Integrating Canonical Text Service Support in the CLARIN Infrastructure

This joint effort of ScaDS and CLARIN Leipzig resulted in a connection between CTS and CLARIN that provids a fine-granular reference system for CLARIN and opens its infrastructure for many Digital Humanists across the world.

The Common Language Resources and Technology Infrastructure CLARIN is a european research infrastructure project with the goal to provide a huge interoperable research environment for researchers and is for example described in detail in the german article "Was sind IT-basierte Forschungsinfrastrukturen fuer die Geistes- und Sozialwissenschaften und wie koennen sie genutzt werden?" by Gerhard Heyer, Thomas Eckart and Dirk Goldhahn. Generally, CLARIN combines the efforts of various research groups to build an interoperable set of tools, data sets and web based workflows. This interoperability for example enables facetted document search over several different servers of different research groups in the Virtual Language Observatory VLO. Some of the more philisophic aspects of the Canonical Text Service Protocol are implied by its self purpose in Digital Humanities that is for example discussed in https://www.scads.de/de/blog/223-connecting-digital-humanities-with-the-clarin-infrastructure-2?showall=&start=5. More technical benefits are a flexible granularity of the references, its highly specialized performant implementation and its position as an address to outsource text content. By adding CTS support in CLARIN, these technical benefits (especially the finer granularity) can directly address some of the issues that are listed by Thomas Eckart in the paper "Jochen Tiepmar, Thomas Eckart, Dirk Goldhahn und Christoph Kuras: Canonical Text Services in CLARIN - Reaching out to the Digital Classics and beyond. In: CLARIN Annual Conference 2016, 2016"

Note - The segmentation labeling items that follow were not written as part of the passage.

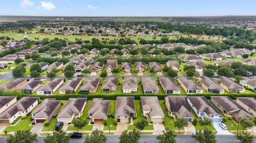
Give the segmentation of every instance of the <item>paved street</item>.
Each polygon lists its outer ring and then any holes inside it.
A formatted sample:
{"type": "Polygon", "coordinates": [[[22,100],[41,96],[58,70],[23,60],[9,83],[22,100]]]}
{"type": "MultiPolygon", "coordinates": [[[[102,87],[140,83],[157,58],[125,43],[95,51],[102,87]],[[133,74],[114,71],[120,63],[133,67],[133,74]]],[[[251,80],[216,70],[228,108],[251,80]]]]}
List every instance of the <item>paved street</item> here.
{"type": "MultiPolygon", "coordinates": [[[[142,135],[140,139],[140,143],[157,143],[158,142],[156,138],[156,136],[142,135]]],[[[44,137],[38,137],[37,143],[43,143],[44,137]]],[[[81,139],[70,139],[71,143],[79,143],[84,141],[85,136],[81,139]]],[[[117,143],[119,141],[118,136],[107,136],[108,143],[117,143]]],[[[216,137],[218,143],[238,143],[238,141],[234,136],[217,136],[216,137]]],[[[6,142],[6,138],[0,138],[0,142],[4,143],[6,142]]],[[[178,136],[178,143],[196,143],[197,142],[192,136],[180,135],[178,136]]],[[[254,139],[254,142],[256,142],[256,139],[254,139]]]]}

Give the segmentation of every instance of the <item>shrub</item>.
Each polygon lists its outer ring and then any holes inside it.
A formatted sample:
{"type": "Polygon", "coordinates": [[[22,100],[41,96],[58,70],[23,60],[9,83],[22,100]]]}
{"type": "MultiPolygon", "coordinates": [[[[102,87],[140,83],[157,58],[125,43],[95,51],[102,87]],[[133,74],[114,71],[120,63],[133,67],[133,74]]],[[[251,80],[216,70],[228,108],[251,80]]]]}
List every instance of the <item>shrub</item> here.
{"type": "Polygon", "coordinates": [[[113,119],[113,123],[115,125],[116,125],[117,124],[117,119],[115,118],[113,119]]]}
{"type": "Polygon", "coordinates": [[[49,121],[44,121],[44,125],[45,127],[49,126],[50,125],[50,122],[49,121]]]}
{"type": "Polygon", "coordinates": [[[104,118],[104,119],[103,119],[103,123],[104,124],[104,125],[107,125],[108,124],[108,119],[107,118],[104,118]]]}
{"type": "Polygon", "coordinates": [[[27,115],[25,115],[21,117],[21,120],[25,119],[28,117],[27,115]]]}

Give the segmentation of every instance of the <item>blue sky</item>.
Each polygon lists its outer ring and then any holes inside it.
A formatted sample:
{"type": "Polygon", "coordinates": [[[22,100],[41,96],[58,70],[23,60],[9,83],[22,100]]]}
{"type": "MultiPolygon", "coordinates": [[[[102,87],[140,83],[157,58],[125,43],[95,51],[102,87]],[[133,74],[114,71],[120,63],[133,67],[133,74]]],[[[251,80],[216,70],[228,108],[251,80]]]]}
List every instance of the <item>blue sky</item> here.
{"type": "Polygon", "coordinates": [[[256,15],[256,0],[0,0],[1,15],[256,15]]]}

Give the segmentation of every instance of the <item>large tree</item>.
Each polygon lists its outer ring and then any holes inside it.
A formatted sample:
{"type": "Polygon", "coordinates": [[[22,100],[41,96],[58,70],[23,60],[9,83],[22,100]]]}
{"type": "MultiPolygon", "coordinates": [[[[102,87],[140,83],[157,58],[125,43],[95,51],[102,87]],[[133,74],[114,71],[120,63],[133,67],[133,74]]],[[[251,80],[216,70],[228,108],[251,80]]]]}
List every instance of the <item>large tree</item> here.
{"type": "Polygon", "coordinates": [[[29,130],[17,131],[6,140],[7,143],[34,143],[37,141],[37,134],[32,133],[29,130]]]}
{"type": "Polygon", "coordinates": [[[65,132],[60,130],[54,132],[52,135],[48,135],[44,138],[44,143],[69,143],[70,137],[65,132]]]}
{"type": "Polygon", "coordinates": [[[92,132],[91,136],[85,137],[85,140],[84,143],[106,143],[107,137],[102,131],[98,129],[92,132]]]}
{"type": "Polygon", "coordinates": [[[177,135],[173,130],[166,129],[163,134],[156,137],[159,143],[175,143],[177,135]]]}

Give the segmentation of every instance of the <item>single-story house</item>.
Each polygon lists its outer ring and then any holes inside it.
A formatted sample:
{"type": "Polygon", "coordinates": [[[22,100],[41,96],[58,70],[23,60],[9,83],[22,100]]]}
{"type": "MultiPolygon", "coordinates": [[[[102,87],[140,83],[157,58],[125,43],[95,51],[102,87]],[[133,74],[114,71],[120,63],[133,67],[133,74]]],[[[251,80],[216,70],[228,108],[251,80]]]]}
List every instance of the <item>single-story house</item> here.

* Many of the current solutions treat textual resources as atomic, i.e. all provided interfaces are focused on the complete resource. The inherent structure of textual data is left to be processed by external tools or manually extracted by the user. Although this being acceptable for some use cases, a highly integrated research environment loses much of its power and applicability for research questions if ignoring this obvious fact.

* Textual resources do not have a typical granularity. Even for rather similar textual resources (like Web-based corpora or document-centric collections) it can not be assumed to have a ”default structure” on which analysis or resource aggregation can take place. As a consequence many approaches require and assume a standard format that is foundation for all provided applications and interfaces.

* Granularity has to be addressed as a basic feature of (almost) all textual resources. Current infrastructures make usage of several identification and resolving systems (like Handle, DOI, URNs etc.) but a fine-grained identification and retrieval of (almost) arbitrary parts are hardly supported or have to be artificially modelled using features that these systems provide. As a consequence even textual resources already provided in CLARIN are often not directly accessible or combinable because of the heterogeneity of used reference solutions or the level of supported granularity.

The result of this work is that CTS URNs for a configurable type of text part are now included in the Virtual Language Observatory together with a import interface for CTS instances. After a very well received presentation at the CLARIN Annual Conference 2016 in Aix-en-Provence, several discussions about a further inclusion and various implications of CTS as a (internally used) text communication protocol have started, that also indicated that - eventhough this work already provides significant benefits for many researchers - this first step has to be considered as just the tip of the iceberg. Future work will include an interface between the Federated Content Search of CLARIN and the fulltext search of CTS as well as the connection to WebLicht via a MIME-Type based interface.